Lesson Plan: Making your own 3-D EUVE All-Sky Survey Map

Teacher Information

Learning Objectives:
1. Students will apply lessons learned in "How Satellites See" lesson such as identifying cellestial sources in satellite data and comparing various satellite output (though this time of a single satellite)
2. Students will obtain a three-dimensional understanding of satellite data.

General Subject Areas:
Astronomy/Space Science;
electromagnetic spectrum;
NASA satellites

Best For Grades: Middle School

Student Prerequisites:
Some understanding of how satellite scanners see (see lesson plan "How Satellites See, different types of light sources and simple geographical and Earth/Sun/Moon System and artificial satellite concepts.

Time Requirements:
Approximately 1 hour Preparation Time and one 45-min period of Class Time

Materials Required:
color printer, scissors, glue.

Student Information

1. Read background material on the EUVE All-Sky Survey (below).
2. Make a color printout of the four maps below.
3. Cut out maps, fold into square segments as indicated by notches, and glue accordingly.
4. Look for each of the cellestial objects mentioned below and compare their representations on each cube.

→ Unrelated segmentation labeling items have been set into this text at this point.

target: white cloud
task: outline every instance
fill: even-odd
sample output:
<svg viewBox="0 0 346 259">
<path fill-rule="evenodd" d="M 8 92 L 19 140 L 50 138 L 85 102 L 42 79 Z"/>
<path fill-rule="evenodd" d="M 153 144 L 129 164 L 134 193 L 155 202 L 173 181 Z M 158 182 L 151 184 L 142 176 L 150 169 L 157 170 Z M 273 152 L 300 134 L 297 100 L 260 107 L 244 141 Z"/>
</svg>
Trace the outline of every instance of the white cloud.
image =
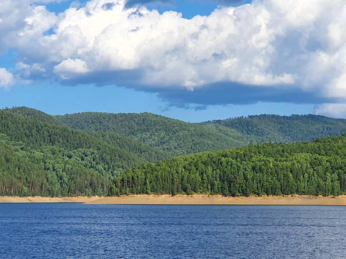
<svg viewBox="0 0 346 259">
<path fill-rule="evenodd" d="M 28 79 L 36 66 L 66 80 L 106 71 L 117 82 L 126 71 L 139 77 L 121 81 L 132 87 L 233 82 L 346 99 L 344 0 L 255 0 L 190 20 L 126 9 L 124 0 L 92 0 L 58 16 L 28 0 L 1 2 L 1 46 L 18 48 Z"/>
<path fill-rule="evenodd" d="M 62 79 L 69 79 L 74 74 L 85 74 L 89 71 L 85 61 L 78 59 L 69 58 L 54 67 L 54 73 Z"/>
<path fill-rule="evenodd" d="M 14 83 L 13 75 L 5 68 L 0 68 L 0 87 L 8 88 Z"/>
<path fill-rule="evenodd" d="M 314 111 L 316 114 L 335 118 L 345 118 L 346 117 L 346 104 L 323 104 L 317 105 Z"/>
</svg>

NASA's Extreme Ultraviolet Explorer (EUVE) launced on June 7, 1992, from the Kennedy Space Center, Florida. A major goal of the mission, to perform an all-sky survey in the extreme ultraviolet regin, was carried out between July 1992 and January 1993. Three grazing-incidence scanning telescopes perfomred the survey in four bandpasses (each represented by one of these color skymaps), with peak wavelengths at 80, 170, 400, and 550 angstroms (A). Gaps in the data (blank streaks) result from periods when the survey was stopped for calibration of instruments, and the disks represent instrument pointings. Gaps were filled in over the remainder of 1993, and completed maps were produced. (These, however, are not available as cutouts.) Approximately 250 objects were initially published in the EUVE Bright Source List and in recent years the total source list has exceeded 1000 objects.

The completed cubes (available below) represent the three-dimensional EUV sky. The moon appears as a series of sources in a line.

The Sky Maps

Skymap for the Dagwood filter (composed of aluminum, titanium and antimony; peaks at 400 A). The hot white dwarf G191-B2B appears near the left edge of the cross of the T.

Skymap for the Lexan filter (composed of Lexan and boron; peaks at 80 A). The Vela and Cygnus supernova remnants appear in the cross of the map's T shape.

Skymap for the aluminum filter (composed of aluminum, carbon and titanium; peaks at 170 A). The hot white dwarf HZ43 appears near the base of the T.

Skymap for the tin filter (composed of tin and silicon monoxide; peaks as 550 A). The B star Cais Majoris appears near the left edge of the base of the T.